We have to come back next week for another round, but then she will have two weeks off. We also learned this morning that next week is the last in-patient chemo for one of the chemo drugs she receives, which means an extra week at home for two weeks we thought we would be here. We also are halfway done - 9 rounds done- 9 to go.  Single- digits! Oh, such a long road! 

Wednesday, January 6, 2016

Wednesday

We are back at Medical City for another round of Methotrexate this week. We were able to get started early yesterday and chemo was all done at 9:45 last night. This is the one you have to clear so now we just wait for that magical number of 0.10. Usually we are here until Friday evening. The physical therapist visited this morning and was impressed with how well she is walking with her crutches. She got the go ahead to bend her knee to 90 degrees and she took a long morning stroll by the nurses station. 

That is all of my news. Thank you for keeping us in your thoughts and prayers each day. We pray that the drugs do their job, they quickly exit her system with no side effects, and we are home soon. 

**Madeline cleared and we were discharged Friday night. 

Friday, January 1, 2016

Happy New Year


Happy New Year!  We had a quiet, uneventful Christmas at home, which was perefct. Madeline did lots of baking, we did a lot of eating, and everyone enjoyed the time off from the hospital routine. We rewatched the Harry Potter movies over Christmas weekend, and shared the Bourne trilogy with the kids for our annual New Year's Eve movie marathon. Madeline is enjoying her time at home, she is feeling good, and getting around well on her crutches and becoming much more independent. She can put quite a bit of weight on her left leg now, but does prefer to use her crutches so she can get around fast! Her leg is healing well, and she is starting to compensate a little bit more for her foot, so I feel hopeful that it won't be too much of a problem going forward.
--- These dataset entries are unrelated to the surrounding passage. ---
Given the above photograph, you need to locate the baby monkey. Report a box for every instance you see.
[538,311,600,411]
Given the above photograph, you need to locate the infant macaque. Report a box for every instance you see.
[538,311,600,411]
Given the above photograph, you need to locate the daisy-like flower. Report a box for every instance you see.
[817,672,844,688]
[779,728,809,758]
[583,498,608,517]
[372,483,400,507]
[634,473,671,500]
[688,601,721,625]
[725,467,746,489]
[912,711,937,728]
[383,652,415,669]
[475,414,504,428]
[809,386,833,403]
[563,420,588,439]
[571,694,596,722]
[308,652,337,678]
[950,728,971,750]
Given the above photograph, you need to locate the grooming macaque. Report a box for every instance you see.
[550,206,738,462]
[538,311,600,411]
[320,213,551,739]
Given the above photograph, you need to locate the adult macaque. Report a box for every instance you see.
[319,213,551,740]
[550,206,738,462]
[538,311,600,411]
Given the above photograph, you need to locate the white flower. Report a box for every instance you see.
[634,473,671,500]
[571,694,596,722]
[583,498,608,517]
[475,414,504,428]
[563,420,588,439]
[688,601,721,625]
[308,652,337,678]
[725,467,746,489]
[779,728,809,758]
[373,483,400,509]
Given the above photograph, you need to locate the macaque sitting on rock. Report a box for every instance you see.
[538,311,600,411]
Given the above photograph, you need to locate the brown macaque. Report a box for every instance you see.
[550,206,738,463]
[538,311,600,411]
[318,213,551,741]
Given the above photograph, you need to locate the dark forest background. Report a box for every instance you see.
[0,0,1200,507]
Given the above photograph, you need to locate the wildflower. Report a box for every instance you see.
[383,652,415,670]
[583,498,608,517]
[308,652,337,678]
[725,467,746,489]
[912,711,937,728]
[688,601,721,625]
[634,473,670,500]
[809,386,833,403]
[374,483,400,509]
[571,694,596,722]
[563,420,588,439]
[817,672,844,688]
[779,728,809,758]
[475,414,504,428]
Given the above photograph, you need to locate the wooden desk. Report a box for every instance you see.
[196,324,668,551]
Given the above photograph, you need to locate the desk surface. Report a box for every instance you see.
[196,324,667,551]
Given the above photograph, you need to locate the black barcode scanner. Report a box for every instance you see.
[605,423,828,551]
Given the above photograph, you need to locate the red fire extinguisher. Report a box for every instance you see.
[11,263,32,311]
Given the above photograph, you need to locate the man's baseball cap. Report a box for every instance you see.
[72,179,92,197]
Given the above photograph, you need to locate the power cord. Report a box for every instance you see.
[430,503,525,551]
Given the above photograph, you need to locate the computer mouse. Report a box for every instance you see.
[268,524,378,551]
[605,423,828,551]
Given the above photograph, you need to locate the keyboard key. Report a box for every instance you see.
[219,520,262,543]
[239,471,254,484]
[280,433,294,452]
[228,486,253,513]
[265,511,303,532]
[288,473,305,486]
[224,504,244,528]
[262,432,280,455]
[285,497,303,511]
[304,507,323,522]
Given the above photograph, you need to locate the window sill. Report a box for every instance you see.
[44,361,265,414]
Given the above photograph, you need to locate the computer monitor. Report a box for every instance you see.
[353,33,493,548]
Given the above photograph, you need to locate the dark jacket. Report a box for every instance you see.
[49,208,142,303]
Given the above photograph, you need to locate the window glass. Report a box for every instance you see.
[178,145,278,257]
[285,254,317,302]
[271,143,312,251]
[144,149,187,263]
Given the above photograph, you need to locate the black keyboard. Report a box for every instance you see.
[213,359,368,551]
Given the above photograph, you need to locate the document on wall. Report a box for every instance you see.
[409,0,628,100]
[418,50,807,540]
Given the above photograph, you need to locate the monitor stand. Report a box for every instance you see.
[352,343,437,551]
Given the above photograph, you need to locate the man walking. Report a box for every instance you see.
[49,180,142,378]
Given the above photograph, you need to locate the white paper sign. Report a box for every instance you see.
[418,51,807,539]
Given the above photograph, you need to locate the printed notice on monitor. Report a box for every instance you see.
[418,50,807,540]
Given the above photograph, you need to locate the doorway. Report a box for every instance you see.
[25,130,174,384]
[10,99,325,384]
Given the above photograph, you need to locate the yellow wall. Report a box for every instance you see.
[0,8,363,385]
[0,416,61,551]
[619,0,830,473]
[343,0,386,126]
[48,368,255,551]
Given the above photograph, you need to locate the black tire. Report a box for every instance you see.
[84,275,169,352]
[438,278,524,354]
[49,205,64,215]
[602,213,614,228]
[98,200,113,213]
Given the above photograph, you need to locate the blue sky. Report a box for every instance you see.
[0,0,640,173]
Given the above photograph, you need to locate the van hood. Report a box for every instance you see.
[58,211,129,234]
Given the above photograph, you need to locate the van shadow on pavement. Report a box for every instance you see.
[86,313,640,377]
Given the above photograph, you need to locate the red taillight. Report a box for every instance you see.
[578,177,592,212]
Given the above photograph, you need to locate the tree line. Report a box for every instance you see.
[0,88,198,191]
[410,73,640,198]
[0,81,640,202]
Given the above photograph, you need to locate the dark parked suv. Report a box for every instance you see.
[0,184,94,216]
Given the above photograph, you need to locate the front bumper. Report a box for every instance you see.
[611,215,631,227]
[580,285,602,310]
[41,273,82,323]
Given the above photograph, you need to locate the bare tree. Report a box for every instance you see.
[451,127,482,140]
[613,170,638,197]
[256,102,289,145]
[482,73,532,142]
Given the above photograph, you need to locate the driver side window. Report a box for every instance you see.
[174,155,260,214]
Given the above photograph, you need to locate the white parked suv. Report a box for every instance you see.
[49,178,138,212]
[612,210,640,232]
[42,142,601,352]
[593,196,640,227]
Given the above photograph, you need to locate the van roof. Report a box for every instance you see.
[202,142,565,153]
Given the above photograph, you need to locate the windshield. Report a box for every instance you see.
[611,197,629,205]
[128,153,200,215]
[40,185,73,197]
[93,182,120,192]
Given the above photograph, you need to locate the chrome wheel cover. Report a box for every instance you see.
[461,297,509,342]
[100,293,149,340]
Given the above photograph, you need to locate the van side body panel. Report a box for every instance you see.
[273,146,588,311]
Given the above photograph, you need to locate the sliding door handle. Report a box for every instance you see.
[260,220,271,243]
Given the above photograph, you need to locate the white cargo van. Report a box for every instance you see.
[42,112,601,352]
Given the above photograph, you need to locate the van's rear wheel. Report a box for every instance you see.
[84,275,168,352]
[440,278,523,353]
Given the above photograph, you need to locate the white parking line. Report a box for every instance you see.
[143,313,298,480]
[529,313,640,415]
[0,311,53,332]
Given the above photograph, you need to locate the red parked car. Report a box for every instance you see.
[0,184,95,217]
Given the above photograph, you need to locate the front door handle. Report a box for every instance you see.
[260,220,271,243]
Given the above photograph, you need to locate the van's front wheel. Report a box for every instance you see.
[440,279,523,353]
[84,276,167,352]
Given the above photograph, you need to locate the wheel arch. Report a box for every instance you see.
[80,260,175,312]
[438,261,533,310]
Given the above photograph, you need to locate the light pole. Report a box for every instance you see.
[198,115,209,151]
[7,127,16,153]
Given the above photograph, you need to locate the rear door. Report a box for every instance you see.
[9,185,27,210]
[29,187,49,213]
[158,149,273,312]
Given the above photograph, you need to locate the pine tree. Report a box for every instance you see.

Pray that she continues to grow stronger despite these upcoming weeks of chemo. 

She will have three more rounds of chemo on each of the next three Tuesdays, and then two weeks off before the next three rounds. If all goes as planned, the last chemo will be the week of April 12th. So I just keep telling myself - January, February, March, and a little bit of April.  We are praying the chemo does what it is supposed to do and kills any small bits of cancer that might have "escaped" from her leg. The chemo this week is the one she has to clear before going home so we pray her body clears it quickly and we are home on Friday to enjoy the weekend. I'm also praying we can get started quickly on Tuesday. The last few times we have been delayed getting started, which then delayed our discharge later in the week. I'm not sure exactly what is happening or why, but now that it's happened several times, I will definitely be bugging the nurses to stay on time. 

We are so loved, and we feel just overwhelmed by the kindness so many of you have extended to our family. Thank you so much for everything. We extended the meal signup to cover us the next few months. It is so helpful as we travel back and forth to the hospital, and it sets my mind at ease that Ben is eating well. Madeline will not eat anything on the hospital menu, so most days we pack up something from home and bring it to her for lunch and dinner. We are so tired of the fast food in that area and the hospital cafeteria is under construction so we have very limited options. If you need the sign up link, just let me know.  

Happy 2016 to you all! Thank you so much for being a blessing to our family and for all of the prayers being said for Madeline. Please stay on this journey with us a little while longer. I truly believe this is the year Madeline beats cancer!! Love you all!!